This one, The Happy Hedgehog Band, I must have had out of Sutton Library about 30 times.  It had loads of noises in it that you could make a right racket with.
The Happy Hedgehog Band
The hedgehogs start a band.  Apparently hedgehogs are lacking in meaningful activity.  Gradually as word gets around, all the other forest creatures want in, providing their own instrument and vocals/noises to contribute to the band.  This is way before the days of Britain's Got Talent too.  I think everyone gets into the massive ensemble.  I also remember a dog "who was lost in the woods" that just dances.  Like a furry Bez.  

My sister was only about two when we first heard this story, and she christened hedgehogs "Tat-tat-boom"s. We still call them that, despite being in our twenties :)

Blossom Loving Mole
This one I cannot for the life of me remember the name of.
It involved a mole, who was obsessed with blossom.  He finds a 5-pound-note down a drain when wandering around one day, but all the blossom is gone.  He rips it up into little pieces and shouts "Blossom!!" and that's how it ends.  

Nail Soup
I don't know if Nail Soup, is an actual fairytale, or a filler story that just sort of bumped up the page count a bit.  This was my absolute favourite as a kid.  Probably because it was a story almost entirely about food. 
Taken from this bumper book of stories.  I think this was
re-cycled after my aunty's sons got too old for it...
Basically, an old woman takes a tramp in for the night.  Your typical handkerchief-on-a-stick, top hat that's been opened with a can-opener type jolly hermit.  He suggests he makes his special soup as a thank-you for her kindness, using only a nail and hot water.

Intrigued, she agrees.  She tells him she's not very well off and there's no food in the house to eat as an alternative.  The tramp lobs his nail in the pot and waits a bit.  He starts off by saying little suggestions, like "Ooo, have you got some salt & pepper?".  Gradually that becomes "Y'know what would really make this nice?  A couple of onion..."  The woman keeps popping off to the pantry and bringing back increasingly numerous ingredients.  Eventually, you've got a full blown meat & vegetable stew going on, with warm bread and fresh butter and all of the best china and cutlery.  The tramp fishes the nail out and pockets it with a chuckle.

They sit down to eat their Nail Soup.  Naturally, the woman is stunned!  She can't believe that a soup made out of a single nail is so tasty and so filling.  She wants the recipe from the tramp, but he's not sharing.  This isn't  Come Dine With Me.  

Most fairytales have some sort of moral message.  I'm not sure what that is supposed to convey.  Elderly women lie about their financial situations?  The homeless are wiley conmen?  DIY supplies make excellent stocks and sauces?

Famous Five
I know they're not that popular anymore...I guess they're not that relevant.  Who'd let kids as young as 9 run around outsmarting smugglers?  Sleep outside in piles of heather?  Drink milk that has not been consistently refrigerated?  The thing is though, they were as irrelevant and ridiculous in 1995 as they are now, and that did not stop me from loving these stories.  Once I finished number 21, I'd start on number 1 again immediately after.  

For the uninitiated Julian, Dick and Ann, pictures of 1950s rural health and wholesomeness, are siblings.  One summer they go to stay with their Aunt Fanny and Uncle Quentin, and meet their cousin, Georgina, for the first time.  Georgina is George, she looks, acts and thinks like a boy and insists on being treated like one.
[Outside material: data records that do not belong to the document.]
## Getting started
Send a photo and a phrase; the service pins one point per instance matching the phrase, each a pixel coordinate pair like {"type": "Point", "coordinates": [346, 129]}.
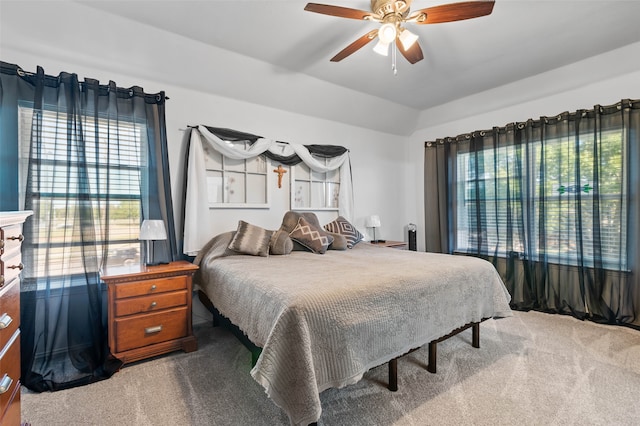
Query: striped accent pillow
{"type": "Point", "coordinates": [315, 239]}
{"type": "Point", "coordinates": [343, 227]}
{"type": "Point", "coordinates": [251, 239]}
She also has a pretty awesome dog called Timmy.  That's your Five right there.  They basically run around idyllic rural England toting picnics, wearing sandles and being quaint.  I'm not sure if the phase "lashings of ginger beer" ever actually appears in the books but as a phrase, it sets the tone.
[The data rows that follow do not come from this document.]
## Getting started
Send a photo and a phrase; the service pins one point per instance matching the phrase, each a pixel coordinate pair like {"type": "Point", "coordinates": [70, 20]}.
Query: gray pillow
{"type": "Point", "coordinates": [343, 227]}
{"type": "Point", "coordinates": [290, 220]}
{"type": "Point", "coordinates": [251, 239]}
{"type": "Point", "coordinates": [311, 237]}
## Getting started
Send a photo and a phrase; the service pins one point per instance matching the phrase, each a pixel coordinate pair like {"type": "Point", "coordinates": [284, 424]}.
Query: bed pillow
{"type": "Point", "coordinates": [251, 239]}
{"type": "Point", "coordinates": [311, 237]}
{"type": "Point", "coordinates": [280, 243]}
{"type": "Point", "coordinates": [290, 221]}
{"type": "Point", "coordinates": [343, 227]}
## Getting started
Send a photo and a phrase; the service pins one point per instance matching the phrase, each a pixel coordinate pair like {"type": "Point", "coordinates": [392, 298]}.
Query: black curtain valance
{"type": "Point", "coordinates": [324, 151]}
These pesky kids though...they just fall into adventures wherever they go...Mysterious gypsies, smugging operations, ghostly steam-trains, ruined castles, dungeons, gold bullion, gun running,'s amazing they ever lived to see another term at boarding school.  It's basically Scooby-Doo but with bonbons and rowing boats.
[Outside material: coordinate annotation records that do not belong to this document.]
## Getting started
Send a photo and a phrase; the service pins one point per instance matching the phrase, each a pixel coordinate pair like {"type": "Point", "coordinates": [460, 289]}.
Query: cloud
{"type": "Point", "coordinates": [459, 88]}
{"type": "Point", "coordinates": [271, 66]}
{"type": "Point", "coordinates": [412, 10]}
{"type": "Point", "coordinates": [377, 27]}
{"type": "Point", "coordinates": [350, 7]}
As a kid, it does make you question the apparent dullness of your own school-holiday life...
Obviously anybody reading this now is too old to read them for the first time (or not, go mad, whatever) I just hope you won't rule them out for your own kids, or kids that you know.

Harry Potter, the reading epiphany
I know.  It's a depressingly obvious choice to have as a formative book.  But it is toooo important to me to not feature.  The Philosopher's Stone on my shelf is my third copy.  One fell apart, one got left on a plane...
Being the super-cool kid that I was, I was pretty determined at one point to never read HP.  When Azakban came out, I was all "pffft, what?  Another of those stupid Harry Potter books? GOD!"
But then I stopped being an idiot, read the first one in an afternoon and began a (henceforth) lifelong obsession.

Lovely, lovely Harry Potter...
I was pretty convinced for a while that Hermione was based entirely on me.  It didn't seem that crazy.  My actual Hogwarts letter might have got lost in the post, but this could be me...  Bushy brown hair?  Check.  Slightly protruding front teeth?  Check.  Marginally unhealthy attitude to academic competition and rule-following?  Check!!

I was just blown away by them.  The richness of the world, the complexities of the plot, the realistic ups-and-downs of school-mates' relationships (complete with fights, silliness and co-dependence), characters that at the time seemed to be peripheral, like Snape and Dumbledore being so 3-dimensional and so full of their own was revolutionary to a 12 year old.  It really felt that when you closed the book, Hogwarts and its inhabitants carried on with their lives and their adventures whether you were there to read about them or not.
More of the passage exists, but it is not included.